NBA commissioner David Stern botches handling of San Antonio Spurs controversy

 

dneal@MiamiHerald.com

The instincts that once guided acute reactions now create snap misjudgments. What once would be deftly handled with a sly wink, well-chosen words and plausible deniability get bludgeoned with blunt, broad statements that strike too much.

Recognize the signs of age in a job? Bet they do at NBA headquarters today. Maybe NBA commissioner David Stern did also, which is why he has announced his retirement effective February 2014. Unfortunately for Stern, he didn’t have enough self-realization to keep from looking like a thundering old coot Thursday night over a game in the first month of the NBA season.

In case you haven’t heard, San Antonio coach Gregg Popovich sent aging stars Tim Duncan, Tony Parker and Manu Ginobili home instead of dressing them for the Spurs’ fourth game in five nights, Thursday against the Heat ... on TNT.

Those last two words sum up the reasoning behind Stern’s promise of “substantial sanctions” for San Antonio. Predictably, a dogged effort by the Spurs — and a defending champions-in-Game-14 effort by the Heat — left the Men of Triple A needing a fast finish to avoid an official upset.

And left Stern looking like a tool, fool, anything but cool, especially as he dunned the Spurs a reported $250,000 Friday. I wonder if Stern has enough shame to quietly tell San Antonio, “Pay it when you want, if you know what I mean.”

That’s what’s bad. In his prime, Stern wasn’t so transparent. Or, at least he did it with more panache. He understood better what was worth making a public stink over, what was worth a private conversation with the parties involved and what was worth a shrug and “next.”

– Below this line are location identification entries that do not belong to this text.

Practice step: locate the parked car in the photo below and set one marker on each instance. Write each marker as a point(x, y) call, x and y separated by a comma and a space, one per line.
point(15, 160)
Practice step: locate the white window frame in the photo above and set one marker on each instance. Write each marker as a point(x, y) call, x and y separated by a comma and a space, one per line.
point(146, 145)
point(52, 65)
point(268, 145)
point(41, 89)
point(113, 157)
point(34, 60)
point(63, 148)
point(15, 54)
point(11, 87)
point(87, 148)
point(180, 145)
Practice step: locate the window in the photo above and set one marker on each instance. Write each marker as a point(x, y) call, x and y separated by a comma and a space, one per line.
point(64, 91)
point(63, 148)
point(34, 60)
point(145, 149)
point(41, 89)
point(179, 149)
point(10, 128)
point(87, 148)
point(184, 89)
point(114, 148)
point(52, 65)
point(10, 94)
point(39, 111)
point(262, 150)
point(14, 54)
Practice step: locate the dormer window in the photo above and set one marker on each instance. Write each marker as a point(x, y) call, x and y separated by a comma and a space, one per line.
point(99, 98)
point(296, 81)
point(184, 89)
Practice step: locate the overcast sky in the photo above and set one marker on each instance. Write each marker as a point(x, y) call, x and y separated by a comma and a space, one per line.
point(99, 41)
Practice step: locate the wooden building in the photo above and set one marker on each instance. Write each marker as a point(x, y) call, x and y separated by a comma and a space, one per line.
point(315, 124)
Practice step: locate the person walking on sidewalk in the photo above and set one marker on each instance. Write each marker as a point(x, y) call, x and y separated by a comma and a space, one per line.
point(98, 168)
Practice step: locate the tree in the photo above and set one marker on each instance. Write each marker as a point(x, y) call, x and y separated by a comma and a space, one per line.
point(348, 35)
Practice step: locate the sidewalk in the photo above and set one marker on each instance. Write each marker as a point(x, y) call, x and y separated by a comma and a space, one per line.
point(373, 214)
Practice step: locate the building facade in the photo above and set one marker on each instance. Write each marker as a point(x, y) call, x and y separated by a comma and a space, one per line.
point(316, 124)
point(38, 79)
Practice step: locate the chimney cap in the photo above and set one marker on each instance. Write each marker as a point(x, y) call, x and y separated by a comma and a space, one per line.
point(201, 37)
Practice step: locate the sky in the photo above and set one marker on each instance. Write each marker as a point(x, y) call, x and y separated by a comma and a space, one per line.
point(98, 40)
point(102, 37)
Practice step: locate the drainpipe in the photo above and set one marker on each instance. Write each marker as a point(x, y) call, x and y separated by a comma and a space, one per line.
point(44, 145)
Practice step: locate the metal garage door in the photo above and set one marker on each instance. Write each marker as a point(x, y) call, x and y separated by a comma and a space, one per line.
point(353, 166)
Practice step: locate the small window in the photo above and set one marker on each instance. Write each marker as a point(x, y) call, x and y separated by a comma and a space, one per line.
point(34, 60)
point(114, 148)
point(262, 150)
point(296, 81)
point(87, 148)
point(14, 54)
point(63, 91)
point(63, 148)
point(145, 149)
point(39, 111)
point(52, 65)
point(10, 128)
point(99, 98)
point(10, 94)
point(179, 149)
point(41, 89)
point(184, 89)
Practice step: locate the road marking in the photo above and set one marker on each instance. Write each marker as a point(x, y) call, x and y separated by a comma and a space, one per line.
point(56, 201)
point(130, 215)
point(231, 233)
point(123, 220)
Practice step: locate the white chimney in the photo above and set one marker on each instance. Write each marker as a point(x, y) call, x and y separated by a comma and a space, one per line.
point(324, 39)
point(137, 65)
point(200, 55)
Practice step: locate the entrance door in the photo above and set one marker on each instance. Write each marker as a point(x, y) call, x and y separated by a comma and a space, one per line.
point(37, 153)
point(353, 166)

Heat fans — heck, most NBA fans — never embraced San Antonio as a team to get excited about even as the Spurs collected NBA titles at a pace exceeded only by the Lakers. Also, most fans in most places understand that the team you buy a ticket to see in June might not be the team that hits the floor in December.

Charles Barkley’s 1990-91 Philadelphia team came into Miami Arena for the Heat’s home finale. The Heat were done, the Sixers securely in the postseason. The only league-wide superstar on either team played an insignificant amount of time in front of a sold-out house. Charles might’ve spent longer in the postgame shower than on the court. I didn’t hear a gripe, even from the expensive seats around press row.

TNT had reason to steam Thursday. The prime early season matchup it had advertised suddenly set up to casual fans as a varsity vs. JV scrimmage. But even the smart guys at the network know this is part of covering a season. Nobody guarantees that the best teams and superstar players will put on a show up to their standards for the broader viewing audience.

So, Stern at his best wouldn’t have gone after the Spurs publicly. He would’ve calmly allowed that maybe the NBA needed to do a better job of scheduling, so such great matchups on paper don’t pit one team at the end of a grueling road stretch against a rested opponent from the other conference.

Maybe then, the apology to fans that left heads shaking at Stern’s clear lack of comprehension would’ve come off as a proper way to end the fuss.

When Stern was Stern, he also wouldn’t have made such an utterance before the game like some judgmental octogenarian corporate president completely assured as only the too young or too old can be.

Anybody who makes their living around team sports knew what happened could happen.

Remember a depleted Heat team with only eight players handing the 1995-96 Chicago Bulls, they of the record 72 wins, one of their 10 regular-season losses as Rex Chapman went for 39 points?

I covered a Panthers-Ottawa late-season game in 1999 for which the injury-riddled, out-of-the-playoffs Panthers dressed too few players with NHL experience for a preseason game (yes, the NHL, League Mess-up, actually has rules about preseason games that full-price paying NFL fans probably wouldn’t mind). And that Panthers lineup, on the road against an Ottawa team with the second best record in the conference, won 2-0.

But instead of recalling such games across the sports he enjoys, Stern gave us senility. Maybe he needs to give it up before February 2014.